One of the special things about London in September is that the shooting season opened mid-August, affording the visitor the opportunity to eat roasted birds with some of the buckshot still in them. The only thing that seems to have changed over the years is how much better the preparations have gotten. It may not be Paris but a man can eat very, very well here these days.
Eating has been on my mind since my fitting at Davies & Son the other day, for though I have not gained weight, the pounds continue to attempt to redistribute themselves around my middle to the dismay of my trousers' waistbands. Once providing ample room, they have shrunk to the point that I could wear them with a belt if they had belt loops. Time to take action.

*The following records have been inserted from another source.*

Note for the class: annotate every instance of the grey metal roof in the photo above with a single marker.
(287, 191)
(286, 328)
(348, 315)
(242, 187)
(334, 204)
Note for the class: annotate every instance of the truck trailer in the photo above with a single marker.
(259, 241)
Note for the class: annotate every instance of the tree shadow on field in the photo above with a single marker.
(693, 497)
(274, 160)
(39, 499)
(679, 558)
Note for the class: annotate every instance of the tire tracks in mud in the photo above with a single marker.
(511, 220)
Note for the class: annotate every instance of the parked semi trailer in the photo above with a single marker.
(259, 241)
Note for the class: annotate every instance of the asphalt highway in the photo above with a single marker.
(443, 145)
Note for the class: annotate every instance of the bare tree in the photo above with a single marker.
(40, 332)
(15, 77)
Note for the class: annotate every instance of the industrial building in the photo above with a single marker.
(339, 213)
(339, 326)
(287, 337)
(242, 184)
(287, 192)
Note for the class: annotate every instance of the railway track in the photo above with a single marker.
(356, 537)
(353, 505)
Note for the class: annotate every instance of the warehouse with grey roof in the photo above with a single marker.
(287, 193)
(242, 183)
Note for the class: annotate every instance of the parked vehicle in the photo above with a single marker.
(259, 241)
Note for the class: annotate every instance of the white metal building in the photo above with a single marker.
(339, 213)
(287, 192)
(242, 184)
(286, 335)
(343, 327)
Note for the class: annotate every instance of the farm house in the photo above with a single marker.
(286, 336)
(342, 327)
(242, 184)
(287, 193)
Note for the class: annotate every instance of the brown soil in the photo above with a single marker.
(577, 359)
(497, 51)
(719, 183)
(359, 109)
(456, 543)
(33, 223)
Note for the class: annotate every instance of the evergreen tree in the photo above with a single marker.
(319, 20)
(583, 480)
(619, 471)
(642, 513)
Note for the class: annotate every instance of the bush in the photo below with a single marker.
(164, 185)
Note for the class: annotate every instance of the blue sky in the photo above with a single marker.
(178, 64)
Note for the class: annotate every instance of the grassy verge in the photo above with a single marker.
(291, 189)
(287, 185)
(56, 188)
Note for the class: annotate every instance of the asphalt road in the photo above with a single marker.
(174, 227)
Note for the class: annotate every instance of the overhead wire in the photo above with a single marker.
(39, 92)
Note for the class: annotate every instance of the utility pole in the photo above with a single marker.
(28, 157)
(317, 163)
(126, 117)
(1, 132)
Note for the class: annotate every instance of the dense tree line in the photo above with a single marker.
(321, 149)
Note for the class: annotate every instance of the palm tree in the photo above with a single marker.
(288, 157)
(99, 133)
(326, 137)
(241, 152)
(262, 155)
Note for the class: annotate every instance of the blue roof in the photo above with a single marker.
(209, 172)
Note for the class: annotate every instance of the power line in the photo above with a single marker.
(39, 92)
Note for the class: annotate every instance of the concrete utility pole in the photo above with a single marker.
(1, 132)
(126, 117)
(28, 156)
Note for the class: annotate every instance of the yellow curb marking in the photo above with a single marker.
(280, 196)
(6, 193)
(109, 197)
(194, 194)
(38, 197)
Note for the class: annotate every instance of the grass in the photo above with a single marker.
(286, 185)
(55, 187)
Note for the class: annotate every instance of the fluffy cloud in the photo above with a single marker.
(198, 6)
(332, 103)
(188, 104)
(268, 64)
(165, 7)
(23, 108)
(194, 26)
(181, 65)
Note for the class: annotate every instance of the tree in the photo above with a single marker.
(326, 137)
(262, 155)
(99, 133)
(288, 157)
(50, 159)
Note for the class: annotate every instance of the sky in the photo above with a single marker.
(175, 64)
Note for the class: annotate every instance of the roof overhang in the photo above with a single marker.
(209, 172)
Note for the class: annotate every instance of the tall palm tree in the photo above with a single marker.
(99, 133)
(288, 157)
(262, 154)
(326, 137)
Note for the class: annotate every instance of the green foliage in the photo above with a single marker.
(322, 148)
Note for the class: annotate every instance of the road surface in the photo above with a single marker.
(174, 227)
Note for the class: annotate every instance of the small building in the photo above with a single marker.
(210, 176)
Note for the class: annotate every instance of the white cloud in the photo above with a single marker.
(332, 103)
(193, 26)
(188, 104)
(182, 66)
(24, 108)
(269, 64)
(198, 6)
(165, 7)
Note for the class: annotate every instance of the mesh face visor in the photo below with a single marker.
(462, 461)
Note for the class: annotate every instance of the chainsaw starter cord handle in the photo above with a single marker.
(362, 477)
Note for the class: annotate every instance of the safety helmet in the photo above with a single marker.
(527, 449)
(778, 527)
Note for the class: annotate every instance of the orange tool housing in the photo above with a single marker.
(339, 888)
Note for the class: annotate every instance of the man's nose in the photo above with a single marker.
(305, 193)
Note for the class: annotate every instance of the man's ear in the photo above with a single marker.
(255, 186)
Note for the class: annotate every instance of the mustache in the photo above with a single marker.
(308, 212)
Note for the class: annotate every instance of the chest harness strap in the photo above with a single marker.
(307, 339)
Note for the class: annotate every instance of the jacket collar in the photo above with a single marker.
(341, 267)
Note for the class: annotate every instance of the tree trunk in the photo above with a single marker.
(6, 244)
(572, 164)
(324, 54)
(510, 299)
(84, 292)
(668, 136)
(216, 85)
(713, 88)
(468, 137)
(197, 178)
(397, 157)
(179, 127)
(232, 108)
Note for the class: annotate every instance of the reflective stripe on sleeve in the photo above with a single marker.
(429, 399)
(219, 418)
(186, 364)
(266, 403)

The pieces that Peter Harvey was kind enough to have ready for my visit reflect the current trends in my wardrobe, those being suburban clothes and city odd jackets (you thought I was going to say tighter waistbands didn't you?). There was a conservative dark brown jacket and trousers from H. Lesser's Golden Bale for travel, and though it remains to be seen how appropriate they will be for Petaluma I will definitely be able to wear them around Florence and the rest of Italy. And then there was the gray odd jacket in the photo that was commissioned for informal wear in town.
The gray is the result of my resolution to limit my city jackets to that color and to blues, and the coat is made from some of John Hardy's 10 ounce/300 gram glen checked cashmere. Unless we are having one of our rare brilliant days, when San Francisco looks as if it is set in the Mediterranean, gray blends best with concrete and overcast skies.
This particular coat was close to perfect, needing not much more than an adjustment to the length of one sleeve. Unlike my waistline, I had nothing to grouse about.






2 comments:
That's a beautiful cloth! The grey and brown combo is great for both city and country.
One does not shoot birds with buckshot.